The Jagged Frontier: Why AI can Atrophy Your Critical Thinking

A landmark Harvard/BCG study reveals that while AI boosts creativity, it causes high-performers to drop by 19% on problem-solving tasks. The danger lies in the "Jagged Frontier"—and the tendency for humans to outsource their judgment to a machine that is confidently wrong.


Introduction

The narrative around generative AI is centred around it being an engine for productivity that functions as a super-intelligent intern, raising the floor for low performers and raising the ceiling for high performers.

However, a 2023 study by Harvard Business School, Wharton and BCG reveals a more nuanced reality. While AI has largely boosted performance in the domain of creative tasks, it caused high-performing consultants to perform 19% worse on problem-solving tasks compared to those working without the use of AI. This is largely a human problem, as those consultants making regular use of AI tools risk falling asleep at the wheel.

The Jagged Frontier

At the core of this problem is that our mental models of AI difficulty are fundamentally flawed. It is assumed that if AI tools can pass the Bar Exam or write a sonnet – rather complicated tasks – it can certainly do simpler tasks such as logical deduction.

Yet researchers have found that AI capabilities cannot be visualised as a smooth curve, but rather as a jagged frontier. Essentially, while AI is excellent at some incredibly complex tasks, it can hallucinate and fail on basic ones.

However, the line separating where AI excels and where it fails is invisible. Hence, users find themselves trusting AI tools on the wrong tasks. For example, in the experiment, consultants blindly accepted AI’s plausible but incorrect output for nuanced business problems.

The Cyborg Trap

The study identified two types of AI users: Centaurs and Cyborgs.

“Cyborgs” attempted to intertwine their workflow completely with the AI, asking it to do everything. In turn, this led to cognitive atrophy. AI excels at generating text that is fluid and confident. Consequently, the human brain no longer critiques the output, and the user becomes a passive editor rather than an active thinker.

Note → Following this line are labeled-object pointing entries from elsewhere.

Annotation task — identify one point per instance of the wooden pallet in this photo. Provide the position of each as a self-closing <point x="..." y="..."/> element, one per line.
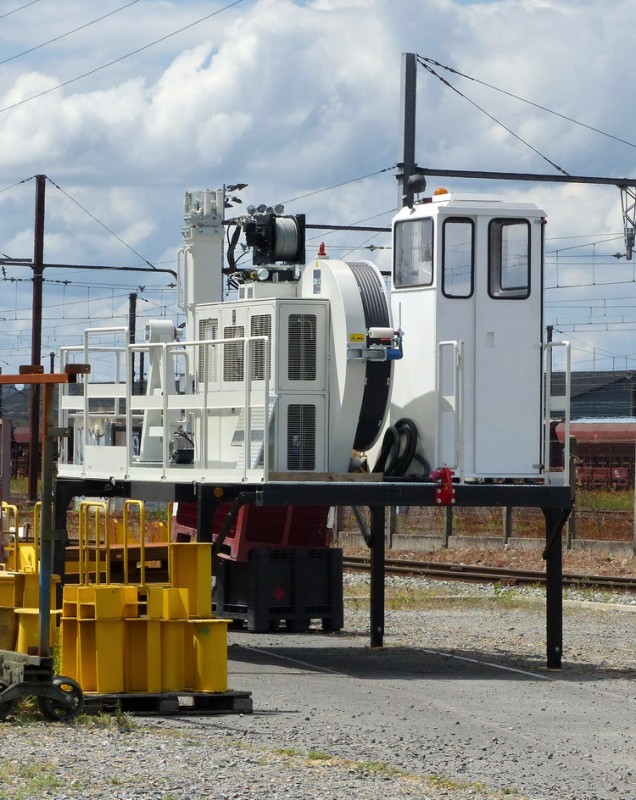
<point x="169" y="703"/>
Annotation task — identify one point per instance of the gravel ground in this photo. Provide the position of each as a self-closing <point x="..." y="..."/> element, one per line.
<point x="457" y="705"/>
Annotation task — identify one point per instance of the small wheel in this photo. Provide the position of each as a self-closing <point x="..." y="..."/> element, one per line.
<point x="7" y="706"/>
<point x="54" y="710"/>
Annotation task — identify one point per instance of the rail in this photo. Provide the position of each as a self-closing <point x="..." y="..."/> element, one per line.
<point x="486" y="574"/>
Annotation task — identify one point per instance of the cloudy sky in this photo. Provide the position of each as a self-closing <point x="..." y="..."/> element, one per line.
<point x="125" y="105"/>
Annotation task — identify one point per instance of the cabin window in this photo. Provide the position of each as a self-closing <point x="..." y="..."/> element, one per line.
<point x="302" y="347"/>
<point x="413" y="253"/>
<point x="458" y="256"/>
<point x="234" y="353"/>
<point x="301" y="437"/>
<point x="509" y="259"/>
<point x="260" y="325"/>
<point x="208" y="329"/>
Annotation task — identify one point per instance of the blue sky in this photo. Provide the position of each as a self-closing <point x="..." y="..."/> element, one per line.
<point x="292" y="98"/>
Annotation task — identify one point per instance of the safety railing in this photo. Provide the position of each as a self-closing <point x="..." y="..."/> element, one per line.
<point x="557" y="404"/>
<point x="449" y="387"/>
<point x="194" y="393"/>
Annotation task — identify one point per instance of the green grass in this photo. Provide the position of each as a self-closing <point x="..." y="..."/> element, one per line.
<point x="605" y="499"/>
<point x="30" y="780"/>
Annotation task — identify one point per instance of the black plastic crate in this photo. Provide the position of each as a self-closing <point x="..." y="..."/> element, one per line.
<point x="291" y="585"/>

Nevertheless, when the task was inside the AI’s frontier, like brainstorming product ideas, the cyborgs outperformed others by 40%. Although in tasks that required subtle judgement, or where AI had not entirely adapted yet, they were faster but often confidently wrong.

The solution lies in being a “Centaur”. In the context of AI, this means a clear division of labour. Such a user looks at a given task and decides whether it is more fit for a human or an AI. The study revealed that centaurs were the most efficient, as they spent time doing the work themselves and only used AI for specific sub-tasks rather than attempting to collaborate with AI on every sentence, minimising mistakes.

Conclusion

Rather than treating AI as a replacement for critical thinking, users ought to think of it as a test of it. Treating AI as an oracle risks dragging your performance down to the average of the internet. High performance requires maintaining the friction of human doubt – at least for now.